Autrement dit, en s’appuyant sur ses engagements traditionnels avec les gouvernements, les liens entretenus par la Banque mondiale avec ceux-ci doivent permettre la création d’un espace favorable pour l’interaction entre l’Etat et la société civile, l’ouverture de fenêtres de dialogue entre les OSC et les décideurs gouvernementaux afin d’améliorer le partage d’informations entre les OSC bénéficiaires du GPSA et les gouvernements.

Cette mobilisation des acteurs gouvernementaux par la Banque mondiale doit se traduire par un rôle actif de ses équipes dans la phase initiale d’identification des personnes ressources clés au sein des instances gouvernementales que les OSC bénéficiaires pourront mobiliser lors de l’exécution de leur projet.

Dans le projet LEAD, cette phase initiale d’identification des personnes ressources clés au sein du ministère en charge de l’éducation a été retardée en raison de la reconnaissance du ministère en charge des relations avec le parlement et la société civile comme point focal du GPSA au Maroc. Le ministère en charge de l’éducation a été associé au projet un an après sa signature.

La complexité des rapports entretenus par les organigrammes du GPSA et de la Banque mondiale, notamment ceux qui lient les équipes pays de la Banque avec les équipes en charge des relations avec la société civile au siège de Washington DC, n’a pas permis de compenser ce retard jusqu’à l’arrivée du Conseiller en renforcement des capacités du GPSA, qui a par la suite facilité l’intermédiation auprès de la Banque mondiale, et plus spécifiquement avec ses équipes au Maroc.

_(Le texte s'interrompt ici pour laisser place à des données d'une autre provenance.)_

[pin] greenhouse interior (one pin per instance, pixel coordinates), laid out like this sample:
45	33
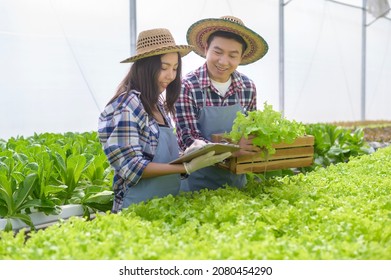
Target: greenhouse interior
319	187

Les lacunes du cadre d’intervention originelle ont eu pour conséquence que le projet démarre sans qu’il soit doté de la légitimité institutionnelle que le triptyque relationnel GPSA/Banque mondiale/Ministère marocain de l’éducation devait lui fournir. Ceci explique en partie l’absence à la fin du cycle du projet LEAD d’appropriation de la méthodologie et des outils du projet par le ministère marocain de l’éducation au niveau central.

La carence d’appropriation par les acteurs étatiques

Le projet LEAD a permis d’introduire le concept de redevabilité sociale comme un outil indispensable de bonne gouvernance des écoles et d’en améliorer la compréhension par le personnel éducatif des écoles bénéficiaires et des cadres administratifs des échelons territoriaux académiques concernés (DPMEN et AREF).

Cependant, la durabilité du projet LEAD pose également la question du relai que doit nécessairement prendre à un moment l’échelon central du ministère de l’éducation dans la reproductibilité de la méthode du projet à d’autres écoles ou d’autres régions, en mobilisant des ressources humaines propres. Or, comme très souvent dans les projets de coopération au développement,  la pérennité de ce projet est loin d’être acquise.

La bonne réalisation de la théorie du changement du GPSA nécessite sans doute que les projets soient localement suivis de manière coordonnée par le GPSA, la Banque mondiale et les institutions publiques nationales concernées au plus haut niveau afin de mieux assurer leur implication stratégique et opérationnelle.

 

[1] Global Partnership for Social Accountability.

[2] www.thegpsa.org

[3] Evaluation intermédiaire du projet en 2018, évaluation finale du projet en 2020 et évaluation d’impact post projet en 2021.

[4] Linking Primary Education and Social Accountability for Development.

[5] Direction Provinciale du Ministère de l’Education Nationale

[6] Académie régionale de l’Education et de la formation.

[7] La positivisation, standardisation et densification des normes en contexte islamique: réseau sur la gouvernance sécuritaire, sanitaire et environnementale en Afrique du Nord et de l’Ouest, projet scientifique IRN/CNRS.

[8] DIARRA Gaoussou, PLANE Patrick, « La Banque mondiale et la genèse de la notion de bonne gouvernance », Mondes en développement, 2012/2 (n°158), p. 51-70. DOI: 10.3917/med.158.0051. URL : https://www.cairn.info/revue-mondes-en-developpement-2012-2-page-51.htm

Dernière modification le samedi, 06 août 2022 17:51
Stéphane Gignoux

Docteur en science politique et Consultant en coopération au développement.